Europe’s nationalists in show of force ahead of elections

Matteo Salvini, Italy’s deputy prime minister and leader of the far-right League, has led European nationalists in a theatrical mass rally in Milan, in which he condemned mainstream leaders for having “betrayed the founding fathers” of Europe.

The rally, attended by France’s Marine Le Pen, the Alternative for Germany party and nationalist leaders from another 10 European countries, was intended as a show of force ahead of European parliamentary elections on May 23 to May 26. Nationalists are seeking significant gains in those polls to push for changes to European fiscal, security and banking rules.

Before thousands of flag-waving supporters and scores of riot police, who blocked protesters from a rival anti-fascist march from entering the rain-soaked square, Mr Salvini positioned himself as the leader of a new wave of European ethno-nationalists.

“Change in Europe is coming from Milan, from Italy,” he said to cheers.

Still, the timing of the event, which Ms Le Pen had said was “historic” for European nationalists, was overshadowed by a scandal in Austria, where the far-right vice-chancellor Heinz-Christian Strache was forced to resign over a video showing him offering lucrative government contracts in exchange for political support.

Mr Salvini ignored the scandal and, in a sign that the 46-year old is seeking to broaden his appeal in Europe, the divorced father of two presented himself as a defender of traditional Catholicism.

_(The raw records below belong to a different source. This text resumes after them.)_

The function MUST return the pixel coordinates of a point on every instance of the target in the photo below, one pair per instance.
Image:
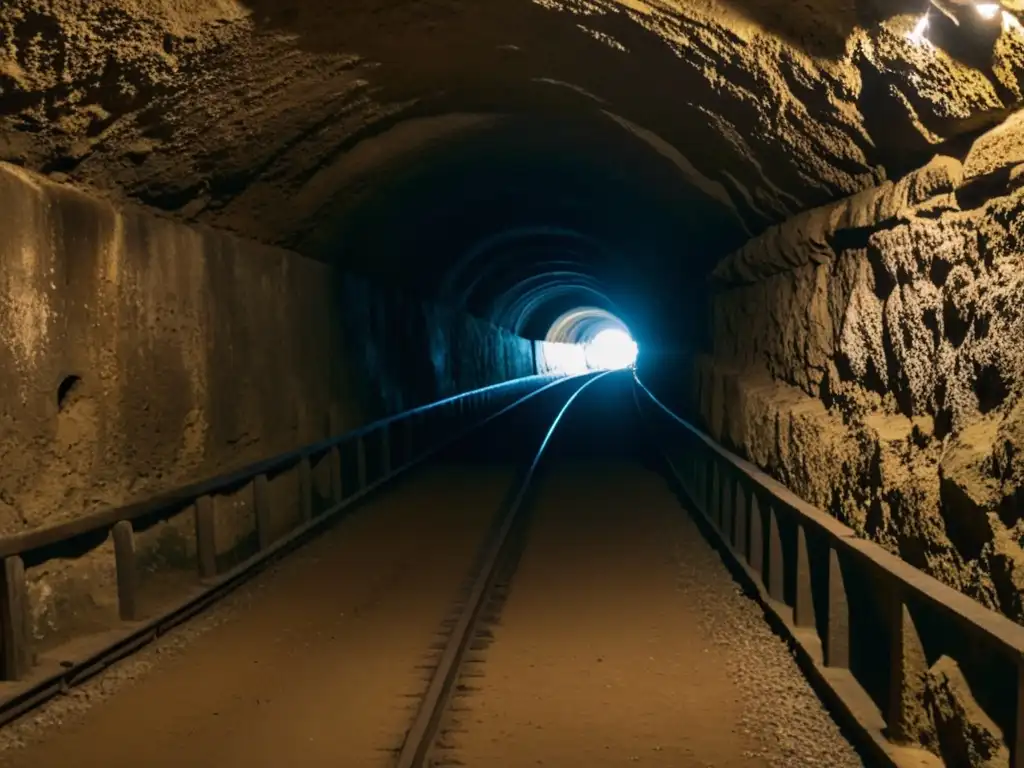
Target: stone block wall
(870, 355)
(137, 354)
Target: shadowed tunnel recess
(518, 160)
(526, 220)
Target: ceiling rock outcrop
(279, 118)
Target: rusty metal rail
(866, 625)
(421, 735)
(376, 454)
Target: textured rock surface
(245, 114)
(884, 384)
(137, 354)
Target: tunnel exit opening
(611, 349)
(591, 339)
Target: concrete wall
(869, 355)
(137, 354)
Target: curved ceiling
(518, 158)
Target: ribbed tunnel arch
(451, 148)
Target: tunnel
(764, 251)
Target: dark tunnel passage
(264, 261)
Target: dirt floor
(622, 640)
(315, 663)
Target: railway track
(584, 623)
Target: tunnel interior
(246, 225)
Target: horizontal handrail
(1008, 634)
(804, 587)
(26, 542)
(25, 690)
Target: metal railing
(867, 625)
(370, 456)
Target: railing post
(756, 541)
(716, 499)
(704, 483)
(206, 542)
(305, 488)
(725, 516)
(334, 462)
(776, 588)
(16, 656)
(837, 645)
(360, 462)
(739, 520)
(385, 450)
(409, 441)
(127, 573)
(906, 667)
(803, 613)
(1017, 745)
(261, 503)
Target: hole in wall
(69, 391)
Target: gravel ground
(74, 705)
(780, 709)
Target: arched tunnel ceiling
(399, 135)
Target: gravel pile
(781, 711)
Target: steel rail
(422, 733)
(41, 685)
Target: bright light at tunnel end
(611, 349)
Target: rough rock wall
(868, 354)
(137, 354)
(873, 358)
(241, 113)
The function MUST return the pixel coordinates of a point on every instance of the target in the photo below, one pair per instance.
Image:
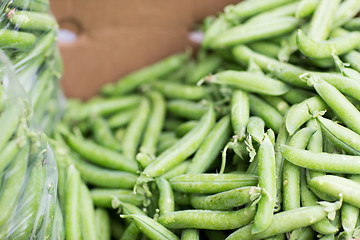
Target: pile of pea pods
(257, 137)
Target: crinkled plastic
(31, 102)
(28, 37)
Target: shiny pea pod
(283, 222)
(211, 183)
(322, 162)
(341, 136)
(240, 113)
(182, 149)
(206, 219)
(133, 80)
(155, 124)
(324, 49)
(102, 197)
(211, 147)
(270, 115)
(100, 155)
(72, 204)
(225, 200)
(33, 21)
(181, 91)
(255, 128)
(135, 130)
(251, 32)
(267, 183)
(300, 113)
(336, 186)
(102, 177)
(102, 221)
(87, 213)
(250, 82)
(151, 228)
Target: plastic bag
(28, 172)
(28, 38)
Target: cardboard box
(115, 37)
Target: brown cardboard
(116, 37)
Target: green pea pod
(173, 90)
(283, 222)
(102, 177)
(249, 82)
(100, 155)
(335, 186)
(225, 200)
(102, 221)
(133, 80)
(324, 49)
(341, 136)
(206, 219)
(186, 109)
(182, 149)
(72, 204)
(211, 146)
(102, 197)
(16, 39)
(33, 21)
(267, 183)
(211, 183)
(103, 135)
(323, 162)
(87, 213)
(270, 115)
(251, 32)
(13, 184)
(166, 196)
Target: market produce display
(256, 137)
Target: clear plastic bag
(28, 172)
(28, 37)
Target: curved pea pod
(250, 82)
(211, 146)
(186, 146)
(306, 8)
(322, 162)
(181, 91)
(325, 49)
(300, 113)
(102, 177)
(133, 80)
(151, 228)
(336, 186)
(16, 39)
(225, 200)
(102, 197)
(240, 113)
(134, 131)
(190, 234)
(33, 21)
(100, 155)
(256, 128)
(251, 32)
(341, 136)
(72, 204)
(166, 196)
(211, 183)
(267, 182)
(283, 222)
(269, 114)
(204, 67)
(206, 219)
(186, 109)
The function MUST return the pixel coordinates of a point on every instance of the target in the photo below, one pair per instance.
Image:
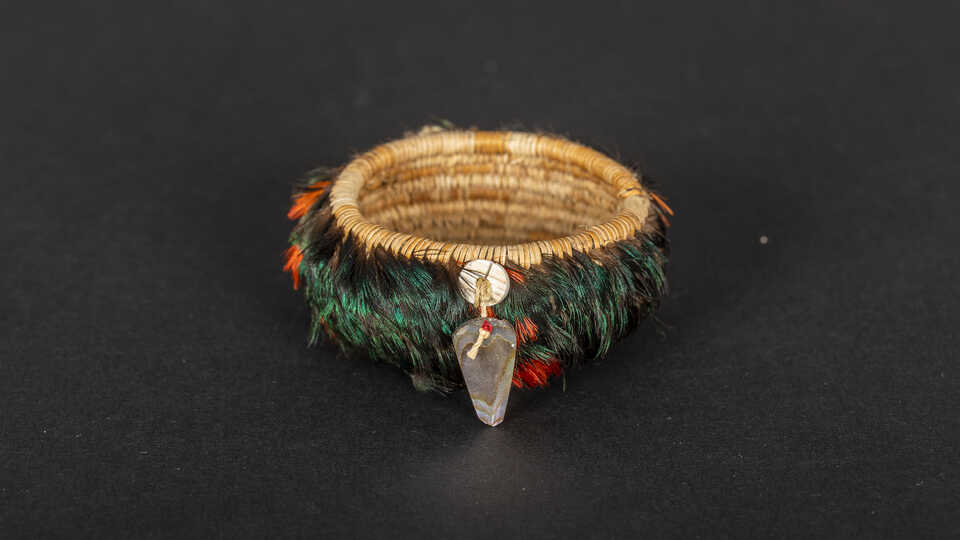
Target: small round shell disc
(482, 268)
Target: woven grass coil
(378, 245)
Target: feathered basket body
(379, 243)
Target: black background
(154, 378)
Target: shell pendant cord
(379, 246)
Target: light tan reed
(505, 196)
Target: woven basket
(379, 246)
(503, 196)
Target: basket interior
(487, 198)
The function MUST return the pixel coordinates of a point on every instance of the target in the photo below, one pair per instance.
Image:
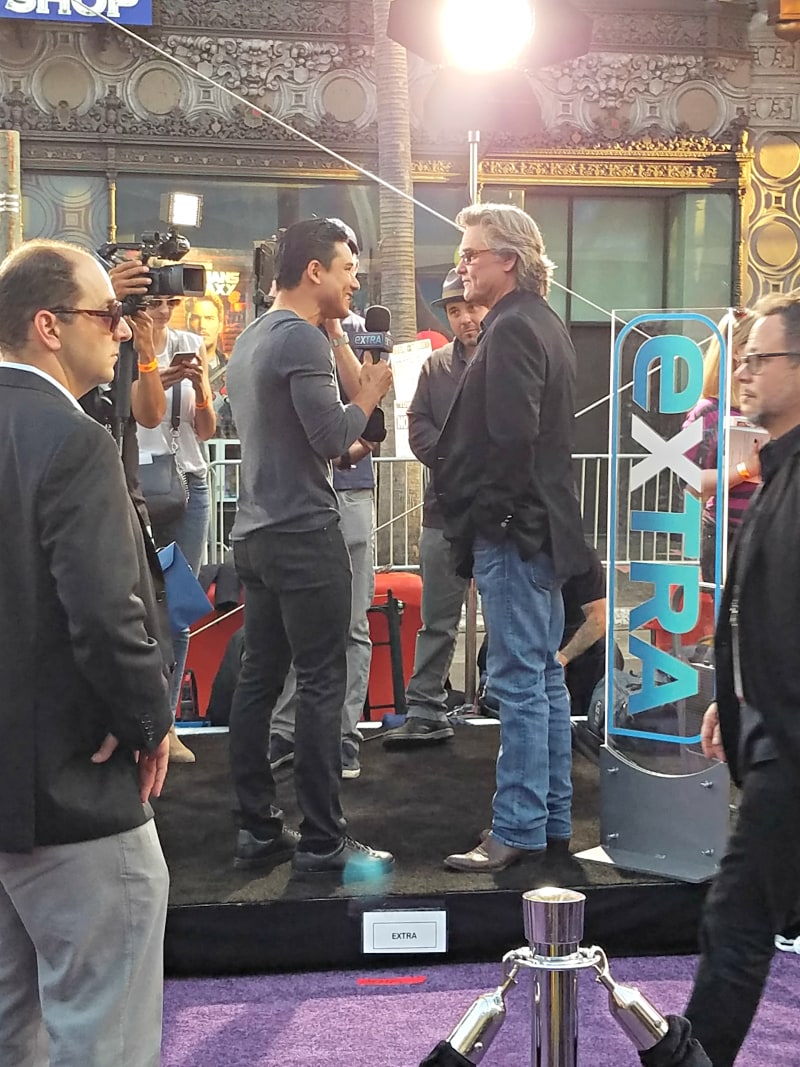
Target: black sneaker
(282, 751)
(416, 731)
(350, 765)
(352, 859)
(252, 853)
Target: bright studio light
(485, 34)
(181, 209)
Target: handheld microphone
(376, 337)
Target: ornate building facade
(664, 165)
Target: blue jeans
(190, 534)
(525, 618)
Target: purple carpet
(310, 1020)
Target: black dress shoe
(354, 860)
(252, 853)
(416, 731)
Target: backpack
(224, 683)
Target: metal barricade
(400, 484)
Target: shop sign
(125, 12)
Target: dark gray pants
(297, 609)
(754, 896)
(443, 598)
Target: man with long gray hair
(505, 482)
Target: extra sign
(670, 587)
(125, 12)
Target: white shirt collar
(42, 373)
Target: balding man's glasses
(753, 361)
(113, 313)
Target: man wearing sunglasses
(754, 725)
(84, 712)
(505, 483)
(147, 397)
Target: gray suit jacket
(79, 651)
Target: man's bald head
(38, 274)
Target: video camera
(173, 280)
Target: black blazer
(768, 611)
(504, 465)
(78, 657)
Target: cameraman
(180, 361)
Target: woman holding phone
(182, 365)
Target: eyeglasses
(113, 314)
(158, 301)
(468, 255)
(753, 361)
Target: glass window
(436, 243)
(701, 252)
(617, 254)
(552, 215)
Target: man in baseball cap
(443, 590)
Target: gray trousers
(443, 598)
(81, 951)
(357, 528)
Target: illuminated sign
(126, 12)
(673, 603)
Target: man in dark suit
(754, 725)
(505, 483)
(84, 712)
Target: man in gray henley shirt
(289, 551)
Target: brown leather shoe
(558, 845)
(490, 855)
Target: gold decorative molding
(677, 162)
(433, 170)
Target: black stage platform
(420, 805)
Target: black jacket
(79, 650)
(766, 564)
(438, 380)
(504, 465)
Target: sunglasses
(113, 313)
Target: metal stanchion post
(554, 926)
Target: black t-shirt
(99, 403)
(579, 590)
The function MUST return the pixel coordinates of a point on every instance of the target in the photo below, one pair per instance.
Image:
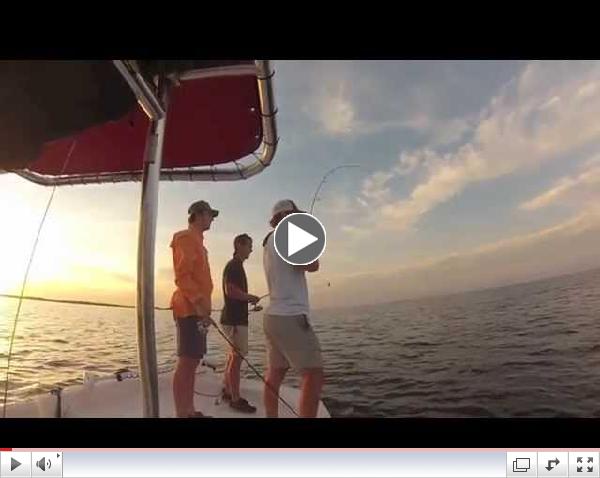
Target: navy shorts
(191, 337)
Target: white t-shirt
(287, 284)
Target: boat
(96, 122)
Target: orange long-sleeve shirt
(192, 274)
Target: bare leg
(271, 394)
(312, 384)
(234, 376)
(183, 386)
(226, 381)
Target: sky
(471, 174)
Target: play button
(300, 239)
(14, 464)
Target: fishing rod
(324, 180)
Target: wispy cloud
(583, 184)
(549, 110)
(572, 244)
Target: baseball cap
(285, 205)
(201, 206)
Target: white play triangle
(298, 239)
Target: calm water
(523, 350)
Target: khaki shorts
(291, 341)
(238, 336)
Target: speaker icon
(43, 464)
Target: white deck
(109, 398)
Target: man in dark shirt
(234, 319)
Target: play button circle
(300, 239)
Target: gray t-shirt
(288, 292)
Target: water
(523, 350)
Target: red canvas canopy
(70, 122)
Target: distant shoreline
(75, 302)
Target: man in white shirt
(291, 341)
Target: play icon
(300, 239)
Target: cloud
(572, 245)
(548, 111)
(583, 184)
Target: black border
(288, 433)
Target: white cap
(285, 205)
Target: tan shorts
(238, 336)
(291, 341)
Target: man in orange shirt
(191, 303)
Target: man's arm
(234, 292)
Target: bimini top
(77, 122)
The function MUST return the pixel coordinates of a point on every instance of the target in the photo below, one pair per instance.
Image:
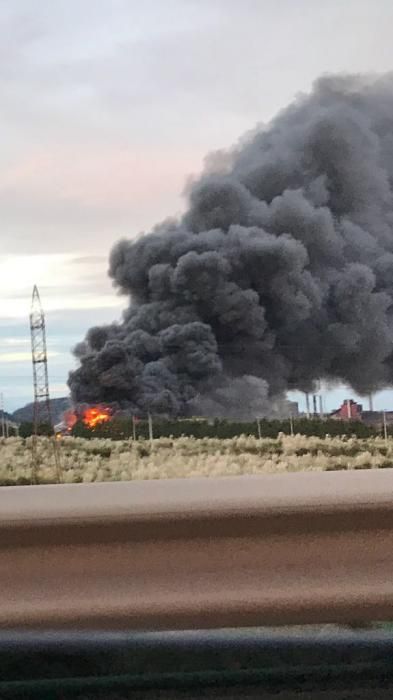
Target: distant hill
(58, 406)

To the soundtrack of Giacomo Puccini’s “Nessun Dorma” (“No one sleeps”) the erstwhile theme tune of Italy’s national football team, Mr Salvini concluded his speech by holding up a white rosary and calling on “the heart of the Immaculate Virgin to bring us to victory”.

Mr Salvini is expected to emerge a big winner from next week’s elections with polls predicting his hard-right League will win 31 per cent of the vote and 25 seats, surging from 6 per cent and 5 seats in 2014, and overtaking his government coalition party Five Star as Italy’s most popular.

Like other Europopulists he has toned down his public opposition to the euro. The main targets of his speech on Saturday were mainstream leaders Angela Merkel and Emmanuel Macron and the liberal billionaire George Soros, who he said had “betrayed Europe, and the dream of the founding fathers, of De Gaulle and De Gasperi”.

“Merkel, Macron, Soros, Juncker have built a Europe of finance and uncontrolled immigration,” he said. On the stage was a large sign in red and white which read “No! Bureaucrats, Bankers, Boats”

In a new turn for his campaign, Mr Salvini, who is facing accusations from opponents that he has links to the Italian mafia, which he denies, also praised murdered anti-mafia lawyer Giovanni Falcone.

Mr Salvini had aimed to bring 100,000 people to the rally. Police on the scene suggested the number was lower. And rather than being a pan-European crowd, most who attended appeared to be from the local League heartland around Milan and northern Italy.

League leader Matteo Salvini, here at Saturday’s rally in Milan, is expected to emerge a winner from European Parliament elections next week © AP

Marco Montanari, 29, from nearby Piacenza carrying a flag which said “Salvini Premier” said that Mr Salvini’s appeal lay in his tough stand on immigration and his Euroscepticism. “I am critical about the euro. It has benefited only the Germans and damaged Italy,” he said.